Over the months, I've pushed a number of patches to https://github.com/debrouxl/gcc4ti (it's linked in the topic line of #GCC4TI, but not on the GCC4TI wiki, for the aforementioned reason). I need to push out several more patches I performed in the last few days - after more testing on some of them (strtod, snprintf, vsnprintf, etc.).
snprintf and vsnprintf haven't crashed on me in p14p, and they return the correct number of characters (because p14p does not print either truncated messages, or the ending 0x00) - but I haven't tested them in corner cases, e.g. length = 0, or aborting when vcbprintf would like to write more characters than the user has specified Smile

Making a source tarball packing all those changes together would be rather easy - but it wouldn't help Windows users, who represent the majority of the user base. Windows users need a recompilation of the existing, modified tools, and a compilation of the new tools.

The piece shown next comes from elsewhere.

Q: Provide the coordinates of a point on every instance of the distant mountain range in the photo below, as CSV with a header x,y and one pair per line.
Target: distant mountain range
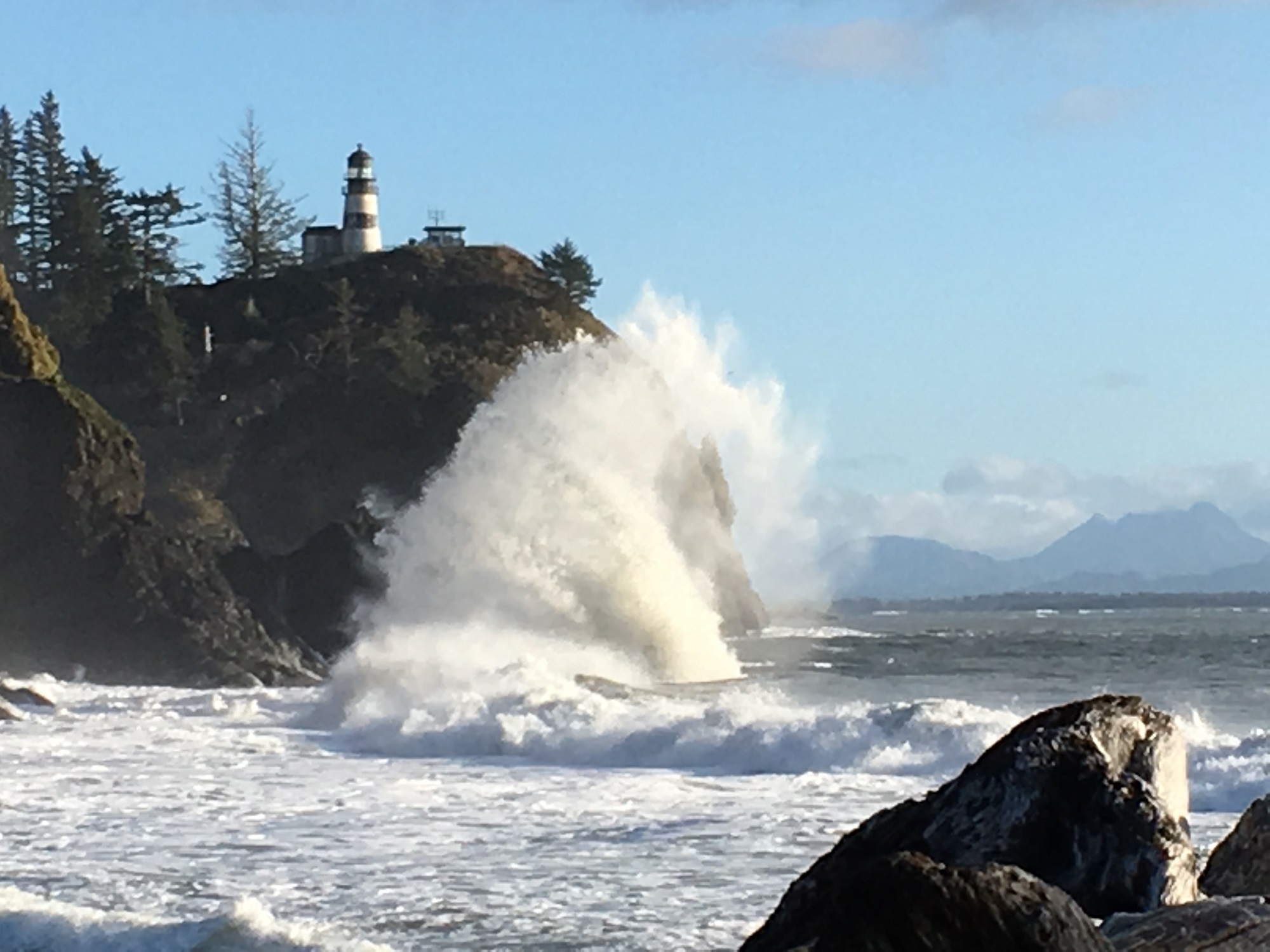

BTW, my motivation for the small-scale side projects of porting p14p to the TI-68k platform, and fiddling with the Lua port I recently found about, is an exercise in testing the non-standard toolchain and library against a wider range of real-world programs, and improving several bits as a result.
If you will, "I know fully well that the standards compliance of GCC4TILIB and GCC4TI is mild (though it's higher than that of TIGCC) - but how bad exactly is it for select real-world third-party programs, and is it easy to improve ?". I don't even speak Python or Lua Smile

To me (others are free to disagree Smile ), it's not an exercise in providing programs that would eventually prove highly useful to users:
* the TI-68k platform has always been much less widespread than the TI-Z80 platform, because its CAS forbade its usage in a number of standardized tests, and it was abandoned by TI six years ago;
* the TI-68k user and programmer base has been quite small for more than three years;
* most of all, there are better tools for programming TI-68k calculators in relatively fast high-level languages, starting with Newprog Smile

In my tests, p14p and Lua89 have proved to be fairly slow:
* p14p: recursive Fibonacci with parameter 12 takes hundreds of milliseconds;
* startup time of Lua89 (5.0.2) is 2-3 seconds.

And it's pretty natural, I somewhat expected such kind of figures: the TI-68k platform is < 3 MIPS (12 MHz clock, all instructions take 4 clock cycles or more).
Lua is quite a good language for embedded platforms in general, but the only reason Lua is tolerable on the Nspire platform is that it's a > 100 MIPS platform (CPU can be clocked at more than 200 MHz, and instructions on ARM processors usually take 1 or 2 clock cycles).
Straight MIPS figure comparison isn't accurate (when dealing with memory, ARM often needs at least three instructions where the 68000 often needs one; this ARM flavour used in the Nspire doesn't have integer division), but the Nspire platform is, more or less, an order of magnitude faster than the TI-68k platform Smile

One last note: the roadblocks in porting p14p, Lua or other similar real-world programs to the Nspire/Phoenix/Ndless platform are likely to be more in the library than in the toolchain itself (which is stock, unpatched GCC+binutils).